A good day for writers! Today is the birthday of John Steinbeck (1902-1968). Ever since high school The Grapes of Wrath has been one of my favorite books (and also one of my favorite movies). It’s not a perfect work of literature, by any stretch, but I’ve always related this Depression era saga of displaced Oklahoma farm families to my father’s family’s ordeal as Tennessee sharecroppers. And as the Okies went west in search of a better life, my father’s family joined the Great Migration and came north. My mind’s eye pictures the family squeezed into a similar rusty old open-air Tin Lizzie, stuffed with wool blankets, wash tubs, a ration of soda crackers — and far too many humans to be safe on the highway — and I don’t imagine I’m far off the mark.
God, I love this scene in John Ford’s movie version (adapted by Nunnaly Johnson). I couldnt find an online clip. But here’s a transcription. Tom Joad’s little monologue feels Shakespearean to me. Shot in the shadows, Joad seems one part Jesus and one part something scary, threatening and ominous. Don’t get me wrong: I don’t for a second go in for socialism, or the government’s use of force to redistribute wealth. What I like, towards the bottom, is Tom’s use of the personal pronoun “I” — his personal resolve to right the wrongs he describes. The Whitmanesque idea of the individual as a manifestation of the collective soul (or as Emerson termed it, the Over-Soul) is what it’s about.
Tom: I been thinking about us, too, about our people living like pigs and good rich land layin’ fallow. Or maybe one guy with a million acres and a hundred thousand farmers starvin’. And I been wonderin’ if all our folks got together and yelled…
Ma: Oh, Tommy, they’d drag you out and cut you down just like they done to Casey.
Tom: They’d drag me anyways. Sooner or later they’d get me for one thing if not for another. Until then…
Ma: Tommy, you’re not aimin’ to kill nobody.
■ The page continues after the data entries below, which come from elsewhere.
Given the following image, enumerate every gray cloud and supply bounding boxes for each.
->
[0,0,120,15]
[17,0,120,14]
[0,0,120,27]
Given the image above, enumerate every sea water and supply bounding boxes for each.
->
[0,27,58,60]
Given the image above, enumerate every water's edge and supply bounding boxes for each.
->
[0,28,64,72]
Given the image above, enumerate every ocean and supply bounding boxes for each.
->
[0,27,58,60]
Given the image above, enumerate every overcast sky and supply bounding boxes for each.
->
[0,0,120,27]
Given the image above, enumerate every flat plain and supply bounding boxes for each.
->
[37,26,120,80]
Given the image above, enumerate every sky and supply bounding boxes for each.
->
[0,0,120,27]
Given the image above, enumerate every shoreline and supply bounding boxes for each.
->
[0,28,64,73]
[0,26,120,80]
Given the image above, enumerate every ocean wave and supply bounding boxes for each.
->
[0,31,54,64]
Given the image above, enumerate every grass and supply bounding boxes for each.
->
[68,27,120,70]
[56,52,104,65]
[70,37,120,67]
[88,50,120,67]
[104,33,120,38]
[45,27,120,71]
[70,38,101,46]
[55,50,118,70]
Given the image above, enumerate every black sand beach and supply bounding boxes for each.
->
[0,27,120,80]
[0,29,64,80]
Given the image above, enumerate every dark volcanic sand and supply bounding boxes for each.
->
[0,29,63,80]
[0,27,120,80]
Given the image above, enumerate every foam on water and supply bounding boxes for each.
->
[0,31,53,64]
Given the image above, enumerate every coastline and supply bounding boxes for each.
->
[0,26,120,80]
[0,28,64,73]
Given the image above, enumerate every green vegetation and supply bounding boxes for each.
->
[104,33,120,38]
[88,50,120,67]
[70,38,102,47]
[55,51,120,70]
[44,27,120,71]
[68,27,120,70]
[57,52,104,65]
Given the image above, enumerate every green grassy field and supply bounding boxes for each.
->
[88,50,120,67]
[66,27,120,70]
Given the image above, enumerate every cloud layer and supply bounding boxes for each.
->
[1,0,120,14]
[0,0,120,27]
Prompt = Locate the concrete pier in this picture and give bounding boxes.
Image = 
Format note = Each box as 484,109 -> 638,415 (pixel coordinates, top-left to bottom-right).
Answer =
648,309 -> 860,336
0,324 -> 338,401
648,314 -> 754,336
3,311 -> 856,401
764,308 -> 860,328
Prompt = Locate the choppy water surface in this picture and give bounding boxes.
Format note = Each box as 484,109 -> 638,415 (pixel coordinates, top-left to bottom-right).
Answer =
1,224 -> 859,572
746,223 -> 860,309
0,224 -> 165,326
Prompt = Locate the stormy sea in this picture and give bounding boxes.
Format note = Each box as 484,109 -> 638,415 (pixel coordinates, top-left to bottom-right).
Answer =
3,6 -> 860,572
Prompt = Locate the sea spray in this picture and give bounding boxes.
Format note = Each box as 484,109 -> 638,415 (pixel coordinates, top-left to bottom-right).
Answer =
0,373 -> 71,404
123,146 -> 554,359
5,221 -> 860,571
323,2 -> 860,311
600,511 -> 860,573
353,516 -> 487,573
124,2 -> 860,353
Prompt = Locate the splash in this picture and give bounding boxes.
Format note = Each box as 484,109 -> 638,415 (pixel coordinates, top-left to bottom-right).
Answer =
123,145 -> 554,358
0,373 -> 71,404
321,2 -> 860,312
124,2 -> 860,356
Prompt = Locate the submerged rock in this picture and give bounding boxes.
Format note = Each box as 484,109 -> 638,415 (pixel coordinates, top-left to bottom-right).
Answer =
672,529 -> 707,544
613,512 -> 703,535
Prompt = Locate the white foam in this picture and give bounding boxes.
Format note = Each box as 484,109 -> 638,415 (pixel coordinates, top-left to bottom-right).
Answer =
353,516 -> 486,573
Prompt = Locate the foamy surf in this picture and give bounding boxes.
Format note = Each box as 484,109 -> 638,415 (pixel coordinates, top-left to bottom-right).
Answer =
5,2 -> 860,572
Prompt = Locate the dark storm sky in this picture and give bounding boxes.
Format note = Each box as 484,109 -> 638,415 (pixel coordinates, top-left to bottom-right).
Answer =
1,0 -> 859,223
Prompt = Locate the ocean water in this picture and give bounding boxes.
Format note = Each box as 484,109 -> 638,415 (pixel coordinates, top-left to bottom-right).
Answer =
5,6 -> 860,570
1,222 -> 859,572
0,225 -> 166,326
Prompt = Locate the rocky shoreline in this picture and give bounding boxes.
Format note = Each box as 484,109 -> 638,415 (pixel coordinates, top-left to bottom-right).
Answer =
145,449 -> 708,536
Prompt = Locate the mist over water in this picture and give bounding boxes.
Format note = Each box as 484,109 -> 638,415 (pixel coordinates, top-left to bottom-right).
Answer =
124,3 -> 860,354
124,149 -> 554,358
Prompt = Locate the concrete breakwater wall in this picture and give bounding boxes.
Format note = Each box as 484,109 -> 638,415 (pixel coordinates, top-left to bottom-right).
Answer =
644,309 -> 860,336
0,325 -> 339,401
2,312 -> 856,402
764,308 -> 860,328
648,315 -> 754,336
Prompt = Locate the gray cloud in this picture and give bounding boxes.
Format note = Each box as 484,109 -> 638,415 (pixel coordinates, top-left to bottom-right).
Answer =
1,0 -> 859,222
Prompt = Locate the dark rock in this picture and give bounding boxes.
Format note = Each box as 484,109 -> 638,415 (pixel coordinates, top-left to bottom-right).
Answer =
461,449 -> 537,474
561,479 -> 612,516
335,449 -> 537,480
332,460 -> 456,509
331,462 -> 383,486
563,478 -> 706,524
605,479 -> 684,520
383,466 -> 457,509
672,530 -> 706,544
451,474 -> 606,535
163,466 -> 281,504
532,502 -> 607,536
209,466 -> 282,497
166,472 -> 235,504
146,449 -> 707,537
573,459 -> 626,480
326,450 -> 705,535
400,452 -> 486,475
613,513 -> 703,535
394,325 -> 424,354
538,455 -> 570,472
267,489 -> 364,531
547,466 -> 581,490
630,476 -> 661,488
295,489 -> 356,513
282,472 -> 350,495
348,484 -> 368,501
Tom: No, Ma, not that. That ain’t it. It’s just, well as long as I’m an outlaw anyways… maybe I can do somethin’… maybe I can just find out somethin’, just scrounge around and maybe find out what it is that’s wrong and see if they ain’t somethin’ that can be done about it. I ain’t thought it out all clear, Ma. I can’t. I don’t know enough.
Ma: How am I gonna know about ya, Tommy? Why they could kill ya and I’d never know. They could hurt ya. How am I gonna know?
Tom: Well, maybe it’s like Casy says. A fellow ain’t got a soul of his own, just little piece of a big soul, the one big soul that belongs to everybody, then…
Ma: Then what, Tom?
Tom: Then it don’t matter. I’ll be all around in the dark – I’ll be everywhere. Wherever you can look – wherever there’s a fight, so hungry people can eat, I’ll be there. Wherever there’s a cop beatin’ up a guy, I’ll be there. I’ll be in the way guys yell when they’re mad. I’ll be in the way kids laugh when they’re hungry and they know supper’s ready, and when the people are eatin’ the stuff they raise and livin’ in the houses they build – I’ll be there, too.
Ma: I don’t understand it, Tom.
Tom: Me, neither, Ma, but – just somethin’ I been thinkin’ about.